On Thu, Nov 11, 2021 at 12:42:36AM +0300, Vitaliy Makkoveev wrote:
> On Wed, Nov 10, 2021 at 10:03:48PM +0100, Alexander Bluhm wrote:
> > On Tue, Oct 26, 2021 at 02:12:36PM +0300, Vitaliy Makkoveev wrote:
> > > --- sys/kern/uipc_socket.c        14 Oct 2021 23:05:10 -0000      1.265
> > > +++ sys/kern/uipc_socket.c        26 Oct 2021 11:05:59 -0000
> > > @@ -315,6 +315,8 @@ soclose(struct socket *so, int flags)
> > >   /* Revoke async IO early. There is a final revocation in sofree(). */
> > >   sigio_free(&so->so_sigio);
> > >   if (so->so_options & SO_ACCEPTCONN) {
> > > +         so->so_options &= ~SO_ACCEPTCONN;
> > > +
> > >           while ((so2 = TAILQ_FIRST(&so->so_q0)) != NULL) {
> > >                   (void) soqremque(so2, 0);
> > >                   (void) soabort(so2);
> > 
> > I don't like this.  A listening socket can never be converted to a
> > non-listening socket.  Whatever this transition means in th TCP
> > layer.  If you want to mark a listening socket as closing to avoid
> > accepting connections, use a approriate flag.  Do not convert it
> > to an non-listening socket that may have races elsewhere.
> > 
> > I would say some so_state bits may be suitable if we really need
> > this feature.
> > 
> 
> This is temporary solution. I want to reorder soclose() to destroy PCB
> before `so_q0' and `so_q' cleanup, so this 'SO_ACCEPTCONN' modification
> will be removed. This is required because the relock dances will
> appeared in socose() and unp_detach() for the per-socket locking.
> 
> We don't release netlock in the inet sockets case, so they are not
> affected.
> 
> What about 'SO_DYING' flag? Anyway I want to remove it with the next
> diff.
> 
> > > - if (unp->unp_vnode) {
> > > +
> > > + if (vp) {
> > 
> > Please use (vp != NULL) for consistency.
> > 
> 
> No problem, but I made "if (vp)" without NULL for the consistency with
> "if (unp->unp_vnode)" in this function.
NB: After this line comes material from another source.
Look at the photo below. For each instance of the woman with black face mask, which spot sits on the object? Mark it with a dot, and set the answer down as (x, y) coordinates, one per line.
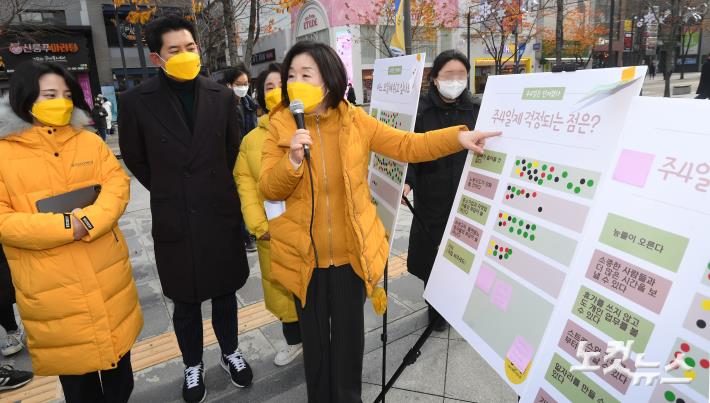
(448, 103)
Should they have the same
> notation?
> 
> > > +         unp->unp_vnode = NULL;
> > > +
> > >           /*
> > > -          * `v_socket' is only read in unp_connect and
> > > -          * unplock prevents concurrent access.
> > > +          * Enforce `i_lock' -> `unp_lock' because fifo
> > > +          * subsystem requires it.
> > >            */
> > >  
> > > -         unp->unp_vnode->v_socket = NULL;
> > > -         vp = unp->unp_vnode;
> > > -         unp->unp_vnode = NULL;
> > > +         sounlock(so, SL_LOCKED);
> > > +
> > > +         VOP_LOCK(vp, LK_EXCLUSIVE);
> > > +         vp->v_socket = NULL;
> > > +
> > > +         KERNEL_LOCK();
> > > +         vput(vp);
> > > +         KERNEL_UNLOCK();
> > > +
> > > +         solock(so);
> > >   }
> > 
> > This might work, we should try it.
> > 
> > > @@ -500,21 +510,6 @@ unp_detach(struct unpcb *unp)
> > >   pool_put(&unpcb_pool, unp);
> > >   if (unp_rights)
> > >           task_add(systqmp, &unp_gc_task);
> > > -
> > > - if (vp != NULL) {
> > > -         /*
> > > -          * Enforce `i_lock' -> `unplock' because fifo subsystem
> > > -          * requires it. The socket can't be closed concurrently
> > > -          * because the file descriptor reference is
> > > -          * still hold.
> > > -          */
> > > -
> > > -         sounlock(so, SL_LOCKED);
> > > -         KERNEL_LOCK();
> > > -         vrele(vp);
> > > -         KERNEL_UNLOCK();
> > > -         solock(so);
> > > - }
> > >  }
> > 
> > Why did you move the lock dance to the beginning of the function?
> > Does it matter?
> > 
> 
> Yes, I want to disconnect dying socket from the file system before start
> it's destruction. This does matter because in some cases we need to
> release the solock() before acquire solock() for two sockets to keep
> lock order between them. With listening socket disconnected from the
> file system we can't have concurrent threads performing connect to dying
> socket.
> 
> Also this is the reason I want to reorder listening socket destruction
> in the soclose().
> 
> OK for updated diff?
> 

Can I propose to commit this diff before? It reorders soclose() to
destroy PCB before `so_q0' and `so_q' cleanup.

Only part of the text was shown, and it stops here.